Уже лежа в постели, она всегда гнусавым голосом пела – сколько я мог понять, по-английски – какое-то длиннющее заклинание с часто повторяющимся рефреном: «Вир сохэппи, вир зэ хэппист инзэворд, зэц бикоз ви лав сомач ау диар лорд…» Пропев заклинание, она трижды, с плотоядным причмокиванием, повторяла: «Аминь». (У нее это, правда, звучало как «ай-мень», но я же не идиот, понимал, что к чему.) Дальше она капала себе в нос какую-то белую дрянь, ставила капли на тумбочку у кровати, проверяла, на месте ли деревянный прут (на ночь она всегда клала его рядом с собой), гасила ночник и долго еще ворочалась в темноте, тихо причитала, поскуливала о чем-то на своем ведьмовском языке, вздыхала, всхлипывала, с глухим стуком ударяла себя по руке этим самым прутом, отшвыривала его прочь, извивалась и ерзала в кровати, борясь, по-видимому, с каким-то своим бесом… Потом она вроде бы сдавалась, прекращала борьбу. Долго возилась под одеялом, сопела, вздрагивала, стонала (по-видимому, бес ее сильно донимал), а под конец беззвучно выгибалась дугой, громко, сипло выдыхала – и успокаивалась. Бес оставлял ее, обессиленную, и по комнате разливался едкий рыбный запах нерожавшей женщины, усталости и одиночества.
Когда она наконец засыпала, я шел мучить кота. Я мучил его подолгу, жадно и жестоко, как спокон веку мучили мои предки домашних животных – нет, даже еще более изощренно: кот меня страшно бесил. Во-первых, он никогда не сопротивлялся, не защищался, не лез в драку, не шипел и не выпускал когтей, что бы я ни делал; такое христианское смирение в животном казалось мне по меньшей мере противоестественным. Во-вторых, он вообще был с большими странностями: боялся каждого шороха, хвостиком следовал за Шаньшань по дому; когда она уходила – ложился под дверью и не мяукал даже, а скулил, как чертов слюнявый спаниель… Ни следа хваленой кошачьей независимости в нем не было. Панически, больше всего на свете он боялся трех вещей – того, что было за пределами дома, одиночества и меня.
А еще он раздражал меня потому, что иногда мне было его почти жалко. В сущности, он был симпатяга: одуванчиково-пушистый, нежно-нежно-рыжего, с каким-то даже розоватым отливом, цвета. И у него были длинные, белые, трогательные такие усы… Отвратительно беззащитная, безответная, бессильная и безвинная тварь. Он жил в моем доме. И я его ненавидел.
И ведьму я ненавидел.
И всех ее братьев и сестер. И этого их проклятого Лорда, которому они поклонялись.

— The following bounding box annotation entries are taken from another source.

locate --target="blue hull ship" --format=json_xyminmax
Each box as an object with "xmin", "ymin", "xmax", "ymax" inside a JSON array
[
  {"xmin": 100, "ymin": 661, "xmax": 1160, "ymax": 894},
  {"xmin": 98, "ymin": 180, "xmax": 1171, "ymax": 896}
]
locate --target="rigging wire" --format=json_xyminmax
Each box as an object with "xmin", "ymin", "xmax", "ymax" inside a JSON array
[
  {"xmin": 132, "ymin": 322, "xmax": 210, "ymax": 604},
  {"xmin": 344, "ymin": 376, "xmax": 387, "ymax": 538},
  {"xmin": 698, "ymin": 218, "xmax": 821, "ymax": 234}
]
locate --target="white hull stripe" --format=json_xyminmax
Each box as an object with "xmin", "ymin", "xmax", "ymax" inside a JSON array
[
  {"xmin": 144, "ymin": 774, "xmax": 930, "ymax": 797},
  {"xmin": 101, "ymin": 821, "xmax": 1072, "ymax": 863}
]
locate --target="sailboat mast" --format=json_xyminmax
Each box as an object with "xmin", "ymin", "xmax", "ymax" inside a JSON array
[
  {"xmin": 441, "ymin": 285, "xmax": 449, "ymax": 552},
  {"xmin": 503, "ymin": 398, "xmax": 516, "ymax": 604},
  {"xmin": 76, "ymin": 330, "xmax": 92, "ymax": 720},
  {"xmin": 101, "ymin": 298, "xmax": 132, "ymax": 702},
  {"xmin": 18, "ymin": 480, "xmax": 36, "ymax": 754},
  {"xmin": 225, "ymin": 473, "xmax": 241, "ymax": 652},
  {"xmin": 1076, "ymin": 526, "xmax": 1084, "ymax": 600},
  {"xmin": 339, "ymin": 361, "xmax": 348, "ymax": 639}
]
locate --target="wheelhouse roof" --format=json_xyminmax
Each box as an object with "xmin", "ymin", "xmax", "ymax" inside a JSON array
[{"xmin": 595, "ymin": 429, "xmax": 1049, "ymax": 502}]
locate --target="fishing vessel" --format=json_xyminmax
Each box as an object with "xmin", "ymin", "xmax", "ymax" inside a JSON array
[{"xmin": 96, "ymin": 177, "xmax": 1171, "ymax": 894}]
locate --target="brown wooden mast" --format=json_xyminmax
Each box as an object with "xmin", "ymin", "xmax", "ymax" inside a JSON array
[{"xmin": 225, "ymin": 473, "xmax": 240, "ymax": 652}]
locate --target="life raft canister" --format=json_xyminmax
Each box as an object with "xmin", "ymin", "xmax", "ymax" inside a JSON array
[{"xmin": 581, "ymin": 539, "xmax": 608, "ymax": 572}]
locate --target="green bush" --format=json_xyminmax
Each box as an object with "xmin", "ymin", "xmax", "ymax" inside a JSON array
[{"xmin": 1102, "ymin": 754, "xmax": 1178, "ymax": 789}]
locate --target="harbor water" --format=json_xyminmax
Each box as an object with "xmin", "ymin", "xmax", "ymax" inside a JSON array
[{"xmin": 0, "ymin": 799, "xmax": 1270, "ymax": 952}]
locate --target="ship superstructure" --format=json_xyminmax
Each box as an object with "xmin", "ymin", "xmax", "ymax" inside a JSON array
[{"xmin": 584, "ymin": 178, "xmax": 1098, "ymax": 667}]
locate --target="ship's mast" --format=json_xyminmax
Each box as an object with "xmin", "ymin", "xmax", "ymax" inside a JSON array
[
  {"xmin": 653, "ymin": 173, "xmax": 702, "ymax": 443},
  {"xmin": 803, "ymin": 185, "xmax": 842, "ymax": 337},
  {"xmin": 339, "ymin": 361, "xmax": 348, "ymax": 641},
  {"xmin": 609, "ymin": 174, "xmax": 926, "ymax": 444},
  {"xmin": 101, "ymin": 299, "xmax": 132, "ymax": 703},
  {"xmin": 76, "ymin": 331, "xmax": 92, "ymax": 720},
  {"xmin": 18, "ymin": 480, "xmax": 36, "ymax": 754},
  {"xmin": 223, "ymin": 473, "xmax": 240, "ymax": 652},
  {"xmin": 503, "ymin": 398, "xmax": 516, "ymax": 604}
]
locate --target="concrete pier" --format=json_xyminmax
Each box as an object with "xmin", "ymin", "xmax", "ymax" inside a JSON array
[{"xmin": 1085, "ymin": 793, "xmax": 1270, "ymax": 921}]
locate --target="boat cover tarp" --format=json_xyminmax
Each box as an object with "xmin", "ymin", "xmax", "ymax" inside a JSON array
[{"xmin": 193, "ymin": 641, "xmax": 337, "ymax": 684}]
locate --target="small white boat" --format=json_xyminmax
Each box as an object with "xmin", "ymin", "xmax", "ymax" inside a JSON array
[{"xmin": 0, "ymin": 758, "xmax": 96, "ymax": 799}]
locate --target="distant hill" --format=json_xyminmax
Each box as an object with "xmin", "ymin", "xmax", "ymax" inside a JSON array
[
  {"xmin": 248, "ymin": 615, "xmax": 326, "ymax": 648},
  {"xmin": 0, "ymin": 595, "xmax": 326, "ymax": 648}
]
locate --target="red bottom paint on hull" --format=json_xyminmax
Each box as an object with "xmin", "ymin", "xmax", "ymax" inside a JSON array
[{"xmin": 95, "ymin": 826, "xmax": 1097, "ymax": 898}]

И даже иногда старика. Он довольно быстро освоился в отведенном ему зеркальном пространстве (которое шкафом, увы, не ограничивалось) и с утра до ночи приставал ко мне, где бы я ни находился: в ванной, на кухне, в его комнате, в Дашиной, в кабинете, в гостиной… Он выглядывал не только из зеркал – все отражающие поверхности шли в ход: полированная мебель, металлические кастрюли и крышки от кастрюль, оконные стекла в вечернее и ночное время, экран выключенного телевизора (а выключен он теперь был всегда: великий Лорд и его прислужники боялись отчего-то средств массовой информации), светло-зеленый кафель, половник, дверца микроволновки… Он смотрел на меня с укоризной, с мольбой, с яростью и канючил свое:
– Отдай… Отдай…
И все равно я стал любить зеркала, как бы ни злобствовал старик. Ведь в них отражалось и мое лицо – а на моем лице теперь появилась славная седая поросль. Снежно-белая шерсть, мягкая и гладкая, скрыла чуткие черты – старика, правнучки,
– Отдай мое…
– Отдать? Как же, как же! Сделать тебя свободным? Выпустить тебя отсюда? А самому остаться наедине с ведьмой и всеми этими выродками? Ну да, держи карман шире!
Чем больше старик ко мне приставал, чем благостней «свидетельствовали» братья и сестры, тем чаще я мучил Сяо. Тем изощренней. Я вымещал на нем всю свою злость, все свое раздражение, все свое одиночество.
Кот терпел чуть больше месяца. А потом он ушел. Я сам позволил ему уйти – и даже любезно подсадил его на форточку, до которой самостоятельно Сяо допрыгнуть не мог, но это не было помощью и не было милостью. Напротив. Это была моя самая злая выходка, самое жестокое издевательство; своеобразная казнь. Да, я был палачом. Я знал, что на улице Сяо не выживет, – и отпустил его. Он не умел добывать пищу, не умел нападать, не умел защищаться, не умел выносить холод, не умел жить вне дома, не умел жить один. Я отпустил его умирать.